During re:Invent, Amazon Web Services (AWS) presented an enterprise search engine that will excite most companies. Amazon Kendra is an application where you, as a company, can connect all your data sources to index and search them. Kendra can then directly answer questions or show search results. The idea is to create a human-like experience in which you get a direct answer to your question.
With Amazon Kendra, Amazon wants to solve a major problem that also bothered the company itself, namely providing answers to frequently asked questions to the staff. Within Amazon, there are a lot of data sources with information that is not easily accessible. Data is stored in SharePoint environments, FAQs, portals or HR applications or simply in Salesforce. The questions of the staff vary widely. Sometimes, you just want a quick answer.
With Amazon Kendra, the experience and availability of information should improve significantly. For example, Kendra can search all kinds of different data sources, and it understands the context of information, but also of the question asked by an employee. This allows it to provide a faster and more effective answer.
Where is the cafeteria?
For example, if someone wants to know where the cafeteria is in an office building, it must be possible to ask the question in the first place. Then Kendra can give an immediate answer: on the second floor and out of the elevator to the left. With a link to the FAQ where the information comes from.
With this answer and search results, other relevant searches can also be shown. What does the menu look like? What are the opening hours? Is there food available for people with special diets or religious restrictions?
Of course, it doesn’t have to be a cafeteria. It can also be the IT Service Desk, like in the example of Amazon. These are simple examples, but of course, it could become much more complex in the future. That’s where the potential lies.
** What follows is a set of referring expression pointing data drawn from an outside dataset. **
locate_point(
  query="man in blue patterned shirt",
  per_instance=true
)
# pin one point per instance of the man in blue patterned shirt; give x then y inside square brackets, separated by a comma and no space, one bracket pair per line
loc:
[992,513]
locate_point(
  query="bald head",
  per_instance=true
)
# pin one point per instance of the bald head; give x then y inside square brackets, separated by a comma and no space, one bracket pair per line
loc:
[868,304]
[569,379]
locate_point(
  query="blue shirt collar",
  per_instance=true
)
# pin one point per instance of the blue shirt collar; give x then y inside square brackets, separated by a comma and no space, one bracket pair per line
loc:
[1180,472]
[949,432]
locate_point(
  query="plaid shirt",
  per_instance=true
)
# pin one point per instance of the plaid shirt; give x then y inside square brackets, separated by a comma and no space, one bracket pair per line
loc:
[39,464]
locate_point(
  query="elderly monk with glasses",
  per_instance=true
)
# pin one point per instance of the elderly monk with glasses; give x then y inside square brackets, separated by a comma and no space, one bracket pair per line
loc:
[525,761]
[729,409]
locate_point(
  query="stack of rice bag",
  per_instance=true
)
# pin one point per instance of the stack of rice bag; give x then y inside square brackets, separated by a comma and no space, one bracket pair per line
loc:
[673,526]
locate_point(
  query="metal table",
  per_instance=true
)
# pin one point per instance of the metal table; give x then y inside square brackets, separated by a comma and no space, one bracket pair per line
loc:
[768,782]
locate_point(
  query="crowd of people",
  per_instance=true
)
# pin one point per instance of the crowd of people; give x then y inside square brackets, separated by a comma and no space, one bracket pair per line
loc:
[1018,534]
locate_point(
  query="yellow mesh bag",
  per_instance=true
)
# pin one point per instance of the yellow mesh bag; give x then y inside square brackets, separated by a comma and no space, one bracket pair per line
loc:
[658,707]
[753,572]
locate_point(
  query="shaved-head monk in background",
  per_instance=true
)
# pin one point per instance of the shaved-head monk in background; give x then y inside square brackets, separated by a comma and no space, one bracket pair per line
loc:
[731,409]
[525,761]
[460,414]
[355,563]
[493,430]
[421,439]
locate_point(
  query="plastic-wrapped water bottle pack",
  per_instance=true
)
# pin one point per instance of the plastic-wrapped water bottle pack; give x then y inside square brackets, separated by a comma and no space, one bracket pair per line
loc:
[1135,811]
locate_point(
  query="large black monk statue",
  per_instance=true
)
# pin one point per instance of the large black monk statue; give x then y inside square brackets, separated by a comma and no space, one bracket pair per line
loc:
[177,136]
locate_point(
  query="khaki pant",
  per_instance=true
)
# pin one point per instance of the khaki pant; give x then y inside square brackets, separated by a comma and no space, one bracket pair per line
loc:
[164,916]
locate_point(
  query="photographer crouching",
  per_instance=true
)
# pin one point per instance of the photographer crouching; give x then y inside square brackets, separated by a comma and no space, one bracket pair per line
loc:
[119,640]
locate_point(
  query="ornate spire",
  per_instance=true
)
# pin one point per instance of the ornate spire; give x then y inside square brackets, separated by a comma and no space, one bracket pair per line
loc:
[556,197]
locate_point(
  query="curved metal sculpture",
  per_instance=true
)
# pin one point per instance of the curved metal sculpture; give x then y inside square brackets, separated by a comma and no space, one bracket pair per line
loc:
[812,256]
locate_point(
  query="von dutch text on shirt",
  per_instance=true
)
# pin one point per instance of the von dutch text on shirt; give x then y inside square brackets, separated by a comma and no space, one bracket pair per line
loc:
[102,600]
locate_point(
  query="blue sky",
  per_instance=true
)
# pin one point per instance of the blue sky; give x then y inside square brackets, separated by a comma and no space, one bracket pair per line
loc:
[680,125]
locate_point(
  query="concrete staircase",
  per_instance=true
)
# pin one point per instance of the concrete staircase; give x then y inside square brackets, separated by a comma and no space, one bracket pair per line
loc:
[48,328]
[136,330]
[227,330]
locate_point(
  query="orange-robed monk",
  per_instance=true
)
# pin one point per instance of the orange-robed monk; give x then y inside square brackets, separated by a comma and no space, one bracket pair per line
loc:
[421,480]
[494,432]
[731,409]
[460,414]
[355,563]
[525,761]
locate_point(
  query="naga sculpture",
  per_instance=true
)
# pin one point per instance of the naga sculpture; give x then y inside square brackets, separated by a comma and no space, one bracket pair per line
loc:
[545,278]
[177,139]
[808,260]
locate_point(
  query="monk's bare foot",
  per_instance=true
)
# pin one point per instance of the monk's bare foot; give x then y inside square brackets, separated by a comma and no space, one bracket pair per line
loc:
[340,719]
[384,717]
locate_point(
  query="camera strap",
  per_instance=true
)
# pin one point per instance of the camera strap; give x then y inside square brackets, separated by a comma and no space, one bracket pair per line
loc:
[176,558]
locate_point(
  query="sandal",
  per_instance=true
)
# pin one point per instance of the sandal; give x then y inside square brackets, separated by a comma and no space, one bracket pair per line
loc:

Indexing all business documents including legal sets
With Amazon Kendra, it is possible to index all business documents that are stored on a file-server or in an S3-bucket. For example, all employee documents stored on the central file server can also be indexed. Of course, it is not the intention that all documents of a particular employee are also accessible to all colleagues. This is why the rights to documents are also included. If a file is only accessible to the employee who created the file, it will be displayed in the search application for that specific employee, but not for other employees. It therefore also helps employees to find their own documents, in case the Windows 10 search engine fails, without leaving sensitive documents on the street.
Machine learning and fine-tuning
It is clear that Amazon has crammed a whole load of machine learning into Kendra to make this product possible. However, this does not mean that you, as a company, have no control. Within the console you can define all data sources. Then you can also use search and as administrator you can fine-tune the results. For example, if the date is an important factor for sales reports, so that the most recent one appears at the top, it can be configured via a simple slider.
Amazon Kendra is open for partners and extensions
With Amazon Kendra, only a limited number of data sources can be read at this time. Sharepoint online can be indexed; there is a general connector that can connect to databases and read Amazon S3 buckets. At the beginning of 2020, however, about twenty extensions will become available that Amazon is currently developing, which will make Kendra much more versatile. These 20 extensions include Salesforce, Dropbox and Box. However, there is an open SDK with which companies and partners can also build extensions themselves.
Extensions will soon be able to make Kendra even smarter.
It all started with Kendra, but the possibilities are enormous. Because an enormous amount of machine learning has been applied in Kendra, the search engine can deal with many different contexts. This makes it possible to offer a human-like experience. An answer can be given immediately. If you ask for a location, Kendra understands that and an answer can be found, the same goes for a time.
If various additional SaaS services are linked, the context will become even broader, and as an employee, you will be able to ask many more questions. For example, a question about how many days off you still have left. With the right data source, this is a simple answer, but very effective and a great relief for the HR department. Issues such as ordering new equipment or passing on a broken telephone or laptop also result in many calls and manual actions within companies. With an intelligent search engine, an employee can be directed directly in the right direction, for example a ServiceNow process with an application form. It is a matter of stopping all the FAQs in Kendra. Ultimately, the whole company becomes more efficient and saves a lot of valuable time for employees.
Amazon Kendra is a real enterprise product
Although Kendra could make a difference to many mid-market companies, it is an enterprise product. The starting price is around $5,000 per month. Amazon, however, is known for its top-down strategy. As the product improves, and when the technology has proven itself, the price normally decreases automatically.